Some will only consider a percentage of the child support income, while others will not include it all when assessing your application.
Some lenders will only consider child support income if the court has ordered it, and it has over 5 years to run, or you’ve received it for at least 12 months.
You can increase your chances of getting a lender appropriate for your situation by consulting an independent mortgage advisor or broker with experience arranging such mortgages.
Can My Ex Sell the House If I’m Not on the Title Deed or Mortgage?
If you’re worried your ex will sell the home because you’re not on the mortgage or title deed, don’t be.
You still have a claim and rights to the property, since the marital home is considered a joint asset when divorcing in the UK.
Your ex cannot force you to leave, and you simply need to register a notice of home rights with the Lands Registry to stop your partner from selling without your consideration.

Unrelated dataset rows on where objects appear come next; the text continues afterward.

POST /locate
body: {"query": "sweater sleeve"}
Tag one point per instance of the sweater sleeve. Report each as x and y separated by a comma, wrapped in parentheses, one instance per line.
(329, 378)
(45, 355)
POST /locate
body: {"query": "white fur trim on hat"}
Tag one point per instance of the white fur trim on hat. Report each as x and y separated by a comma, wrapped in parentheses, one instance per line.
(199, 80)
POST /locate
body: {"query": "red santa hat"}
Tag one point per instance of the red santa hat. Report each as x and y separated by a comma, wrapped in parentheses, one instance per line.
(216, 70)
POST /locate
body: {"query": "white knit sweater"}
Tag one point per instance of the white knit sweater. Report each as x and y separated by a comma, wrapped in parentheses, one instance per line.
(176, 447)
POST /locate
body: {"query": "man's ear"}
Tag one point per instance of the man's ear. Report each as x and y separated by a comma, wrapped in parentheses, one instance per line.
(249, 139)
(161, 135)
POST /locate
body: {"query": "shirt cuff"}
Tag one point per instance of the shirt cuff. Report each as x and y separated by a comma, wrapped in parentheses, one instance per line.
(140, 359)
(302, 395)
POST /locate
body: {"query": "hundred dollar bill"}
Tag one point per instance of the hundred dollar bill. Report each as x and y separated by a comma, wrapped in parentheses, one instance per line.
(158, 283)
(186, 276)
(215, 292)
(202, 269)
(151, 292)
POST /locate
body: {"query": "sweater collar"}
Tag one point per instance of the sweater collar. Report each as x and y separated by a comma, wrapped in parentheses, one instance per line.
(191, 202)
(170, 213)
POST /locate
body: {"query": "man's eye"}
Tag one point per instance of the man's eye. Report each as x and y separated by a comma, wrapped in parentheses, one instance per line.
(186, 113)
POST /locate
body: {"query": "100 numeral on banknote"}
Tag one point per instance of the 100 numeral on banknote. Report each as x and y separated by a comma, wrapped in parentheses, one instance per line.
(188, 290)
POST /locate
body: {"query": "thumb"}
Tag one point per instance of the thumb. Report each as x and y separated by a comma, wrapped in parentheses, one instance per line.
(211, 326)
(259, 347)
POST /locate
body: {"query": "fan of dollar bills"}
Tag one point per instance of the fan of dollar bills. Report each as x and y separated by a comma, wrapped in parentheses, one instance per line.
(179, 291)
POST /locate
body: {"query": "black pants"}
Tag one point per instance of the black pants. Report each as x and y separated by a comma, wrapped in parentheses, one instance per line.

The process is free, and you may need to go through different forms depending on whether the property is registered or unregistered.
The notice of home rights is only short-term and will guarantee your right to live on the property until the divorce is finalised, or a court agreement is reached.
You can stay for a longer period on the property if the court issues a continuation order due to an ongoing dispute about who owns what.
Related reading:
- Reasons for remortgaging.
- Remortgaging to release equity.
- Remortgaging to buy another property.
- Remortgaging with bad credit.
- Remortgaging for home improvements.
- I own my house outright can I remortgage?
- Capital raising mortgages.
Divorce & Separation Mortgage Final Thoughts
Understanding what you should do about your mortgage after divorce or separation can be challenging, but it doesn’t have to be.
Consulting an independent mortgage advisor or broker can ensure you get expert advice and guidance on the best course of action for your situation.